William Kahan was born in Canada in 1933 and grew up around Toronto in a family of Jewish immigrants. His mother created dress designs for a successful factory run by his father. His family called him "Velvel", or "little wolf," a nickname still favored by his friends over the Anglicized "William." As a young man Kahan loved to fix mechanical and electronic devices, an inclination that gained him a summer job repairing electronic equipment used by Canadian Armed Forces for a while after WW-II. He has retained this love of tinkering throughout his life. He kept a pair of customized 1984 Peugeot 505s running for more than thirty years, and long eschewed laser printers in favor of a dot matrix printer he had modified to rapidly print mathematical texts.
Kahan learned to program during the summer of 1953 as an undergraduate majoring in mathematics at the University of Toronto. The university was a center of early computer development and use, and owned FERUT, one of the world’s first commercially manufactured computers –the second Manchester Ferranti Mark I ever built.
Kahan describes working with the FERUT, a commercialized version of the pioneering Manchester Mark I. |
Remaining at Toronto as a graduate student, he focused his studies on numerical analysis and explored the new possibilities in applied mathematics that were opened up by the use of computers.
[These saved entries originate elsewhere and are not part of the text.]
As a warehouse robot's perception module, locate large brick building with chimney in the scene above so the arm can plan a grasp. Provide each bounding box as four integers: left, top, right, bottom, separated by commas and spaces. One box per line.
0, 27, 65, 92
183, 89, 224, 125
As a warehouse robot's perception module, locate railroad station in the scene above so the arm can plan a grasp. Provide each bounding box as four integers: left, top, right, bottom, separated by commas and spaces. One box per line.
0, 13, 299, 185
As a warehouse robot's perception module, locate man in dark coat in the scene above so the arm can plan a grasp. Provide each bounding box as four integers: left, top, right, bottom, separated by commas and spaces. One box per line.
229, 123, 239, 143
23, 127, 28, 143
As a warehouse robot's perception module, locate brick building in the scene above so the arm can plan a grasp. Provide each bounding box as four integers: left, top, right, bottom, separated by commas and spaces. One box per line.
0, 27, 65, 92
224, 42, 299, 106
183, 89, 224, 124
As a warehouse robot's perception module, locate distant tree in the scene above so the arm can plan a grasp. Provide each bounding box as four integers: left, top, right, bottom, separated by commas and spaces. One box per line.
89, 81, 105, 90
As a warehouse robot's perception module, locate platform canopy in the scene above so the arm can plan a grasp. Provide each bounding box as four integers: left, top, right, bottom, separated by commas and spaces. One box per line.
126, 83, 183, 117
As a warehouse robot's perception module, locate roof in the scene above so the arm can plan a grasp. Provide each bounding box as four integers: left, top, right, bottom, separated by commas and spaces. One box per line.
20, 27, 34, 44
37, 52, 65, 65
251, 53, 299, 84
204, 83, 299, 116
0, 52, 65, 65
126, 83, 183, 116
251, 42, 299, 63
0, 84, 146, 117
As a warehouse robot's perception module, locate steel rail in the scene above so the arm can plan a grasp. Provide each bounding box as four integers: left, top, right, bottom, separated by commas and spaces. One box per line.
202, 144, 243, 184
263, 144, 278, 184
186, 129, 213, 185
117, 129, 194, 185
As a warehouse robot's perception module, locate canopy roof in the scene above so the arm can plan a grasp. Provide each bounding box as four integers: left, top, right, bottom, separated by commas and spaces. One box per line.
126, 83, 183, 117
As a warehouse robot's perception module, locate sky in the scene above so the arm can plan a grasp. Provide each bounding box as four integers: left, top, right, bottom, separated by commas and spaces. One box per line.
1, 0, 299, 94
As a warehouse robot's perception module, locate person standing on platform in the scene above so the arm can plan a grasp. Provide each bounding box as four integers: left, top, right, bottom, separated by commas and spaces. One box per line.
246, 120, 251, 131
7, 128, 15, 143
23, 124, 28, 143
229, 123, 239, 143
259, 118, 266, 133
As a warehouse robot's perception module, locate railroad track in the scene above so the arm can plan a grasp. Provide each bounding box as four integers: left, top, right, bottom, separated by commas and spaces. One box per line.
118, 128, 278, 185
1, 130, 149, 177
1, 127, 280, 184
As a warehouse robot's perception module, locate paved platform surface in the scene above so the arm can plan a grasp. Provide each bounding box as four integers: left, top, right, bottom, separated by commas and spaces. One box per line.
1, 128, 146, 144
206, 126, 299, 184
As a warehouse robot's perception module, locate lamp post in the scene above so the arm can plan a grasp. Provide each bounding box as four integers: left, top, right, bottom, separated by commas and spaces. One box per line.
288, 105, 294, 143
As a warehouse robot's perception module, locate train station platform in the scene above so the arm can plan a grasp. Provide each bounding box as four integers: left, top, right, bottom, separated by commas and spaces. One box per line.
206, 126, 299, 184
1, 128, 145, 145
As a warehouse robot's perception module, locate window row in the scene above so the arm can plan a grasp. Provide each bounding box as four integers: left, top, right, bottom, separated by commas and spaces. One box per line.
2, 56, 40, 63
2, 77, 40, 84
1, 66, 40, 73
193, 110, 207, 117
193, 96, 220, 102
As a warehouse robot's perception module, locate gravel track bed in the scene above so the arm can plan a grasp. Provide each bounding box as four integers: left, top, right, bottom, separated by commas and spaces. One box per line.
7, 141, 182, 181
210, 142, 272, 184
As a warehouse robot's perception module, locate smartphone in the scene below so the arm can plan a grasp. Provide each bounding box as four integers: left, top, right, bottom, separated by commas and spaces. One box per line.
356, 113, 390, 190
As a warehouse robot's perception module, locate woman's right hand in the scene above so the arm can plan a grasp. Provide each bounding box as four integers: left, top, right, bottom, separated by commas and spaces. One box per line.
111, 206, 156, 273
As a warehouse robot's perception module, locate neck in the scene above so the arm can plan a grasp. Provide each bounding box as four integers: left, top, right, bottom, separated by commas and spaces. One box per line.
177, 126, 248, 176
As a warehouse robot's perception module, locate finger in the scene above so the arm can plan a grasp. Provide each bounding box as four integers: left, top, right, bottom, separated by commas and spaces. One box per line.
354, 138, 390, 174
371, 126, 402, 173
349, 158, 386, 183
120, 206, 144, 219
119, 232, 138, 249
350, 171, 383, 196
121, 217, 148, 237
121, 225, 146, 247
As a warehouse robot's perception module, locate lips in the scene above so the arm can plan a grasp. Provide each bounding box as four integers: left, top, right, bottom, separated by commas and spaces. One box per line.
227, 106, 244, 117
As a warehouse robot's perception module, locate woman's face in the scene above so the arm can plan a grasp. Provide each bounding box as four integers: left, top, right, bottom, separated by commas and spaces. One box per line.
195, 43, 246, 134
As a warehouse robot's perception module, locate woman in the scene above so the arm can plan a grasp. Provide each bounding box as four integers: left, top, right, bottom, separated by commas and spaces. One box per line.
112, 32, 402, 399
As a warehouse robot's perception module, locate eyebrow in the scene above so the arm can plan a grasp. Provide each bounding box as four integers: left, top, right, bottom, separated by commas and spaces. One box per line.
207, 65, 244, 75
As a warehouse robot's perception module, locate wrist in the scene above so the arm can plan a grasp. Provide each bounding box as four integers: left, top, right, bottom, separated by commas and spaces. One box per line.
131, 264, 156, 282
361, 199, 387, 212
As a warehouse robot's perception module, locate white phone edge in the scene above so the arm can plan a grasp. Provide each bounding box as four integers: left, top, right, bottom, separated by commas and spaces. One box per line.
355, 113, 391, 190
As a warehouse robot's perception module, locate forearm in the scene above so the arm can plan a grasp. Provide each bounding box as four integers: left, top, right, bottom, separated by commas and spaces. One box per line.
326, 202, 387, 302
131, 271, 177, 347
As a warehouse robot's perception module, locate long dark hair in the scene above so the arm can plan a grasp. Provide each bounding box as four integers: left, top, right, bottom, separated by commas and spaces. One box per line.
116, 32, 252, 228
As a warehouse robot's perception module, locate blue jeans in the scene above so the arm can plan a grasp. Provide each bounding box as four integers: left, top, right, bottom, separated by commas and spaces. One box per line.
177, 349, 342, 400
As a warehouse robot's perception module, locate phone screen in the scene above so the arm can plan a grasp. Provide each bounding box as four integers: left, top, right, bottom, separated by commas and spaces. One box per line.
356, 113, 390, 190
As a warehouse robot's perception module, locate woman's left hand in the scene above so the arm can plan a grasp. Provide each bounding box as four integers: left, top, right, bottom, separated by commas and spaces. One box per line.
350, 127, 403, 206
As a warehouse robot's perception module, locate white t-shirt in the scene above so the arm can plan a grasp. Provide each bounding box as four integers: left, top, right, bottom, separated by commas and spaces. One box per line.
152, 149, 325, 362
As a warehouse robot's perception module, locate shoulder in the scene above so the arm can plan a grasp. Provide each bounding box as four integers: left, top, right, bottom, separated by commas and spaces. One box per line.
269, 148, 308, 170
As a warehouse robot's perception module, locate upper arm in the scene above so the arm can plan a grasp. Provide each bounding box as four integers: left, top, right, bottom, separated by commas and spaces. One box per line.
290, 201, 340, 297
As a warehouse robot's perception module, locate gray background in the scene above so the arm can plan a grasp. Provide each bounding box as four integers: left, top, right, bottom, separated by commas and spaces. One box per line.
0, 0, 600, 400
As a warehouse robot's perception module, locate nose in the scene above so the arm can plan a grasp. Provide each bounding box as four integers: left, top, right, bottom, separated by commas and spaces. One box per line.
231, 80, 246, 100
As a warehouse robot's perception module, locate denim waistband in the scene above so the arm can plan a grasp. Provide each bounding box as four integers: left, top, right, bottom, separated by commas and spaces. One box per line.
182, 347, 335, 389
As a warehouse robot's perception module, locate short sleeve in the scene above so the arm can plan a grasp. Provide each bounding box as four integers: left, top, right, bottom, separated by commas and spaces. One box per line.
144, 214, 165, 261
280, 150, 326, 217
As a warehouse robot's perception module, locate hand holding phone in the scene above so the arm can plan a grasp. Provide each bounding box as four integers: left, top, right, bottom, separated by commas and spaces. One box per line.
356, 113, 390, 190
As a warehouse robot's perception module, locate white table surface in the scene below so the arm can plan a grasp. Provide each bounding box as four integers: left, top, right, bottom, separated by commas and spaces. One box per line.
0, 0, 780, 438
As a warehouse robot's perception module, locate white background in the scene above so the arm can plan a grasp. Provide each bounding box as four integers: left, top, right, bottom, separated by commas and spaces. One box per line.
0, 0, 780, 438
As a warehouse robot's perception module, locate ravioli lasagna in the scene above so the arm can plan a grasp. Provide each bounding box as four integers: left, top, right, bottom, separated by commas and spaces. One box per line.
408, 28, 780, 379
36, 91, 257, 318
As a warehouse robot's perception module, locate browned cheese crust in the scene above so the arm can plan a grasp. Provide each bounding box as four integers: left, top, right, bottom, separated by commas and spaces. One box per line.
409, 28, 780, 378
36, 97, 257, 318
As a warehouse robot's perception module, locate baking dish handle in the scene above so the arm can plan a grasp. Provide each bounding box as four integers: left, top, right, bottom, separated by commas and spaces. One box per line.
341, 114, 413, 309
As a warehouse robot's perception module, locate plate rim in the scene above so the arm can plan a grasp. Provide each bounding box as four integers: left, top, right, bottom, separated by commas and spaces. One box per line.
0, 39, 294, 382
He made extended visits to two other computing centers: he spent the summer of 1957 working on the ILLIAC I at the University of Illinois, and after completing his Ph.D. in 1958 spent two years with the EDSAC-2 at Cambridge University's Mathematical Laboratory.
He returned to Toronto in 1960 as a faculty member, where his research focused on the error-analysis of numerical computations. For Kahan this involved not just determination of the accuracy of calculated results, but also the design of new software and architectural features to improve accuracy while maintaining high performance. He created an integrated system of mathematical routines, compiler tweaks and operating system modifications for the university’s IBM 7094 computer to help programmers create accurate, high performance floating point code. Kahan played a leading role in the numerical analysis subgroup of the IBM computer user group SHARE, and spearheaded its successful campaign in 1966-1967 to force IBM to fix design flaws in the arithmetic of its new System /360 computers.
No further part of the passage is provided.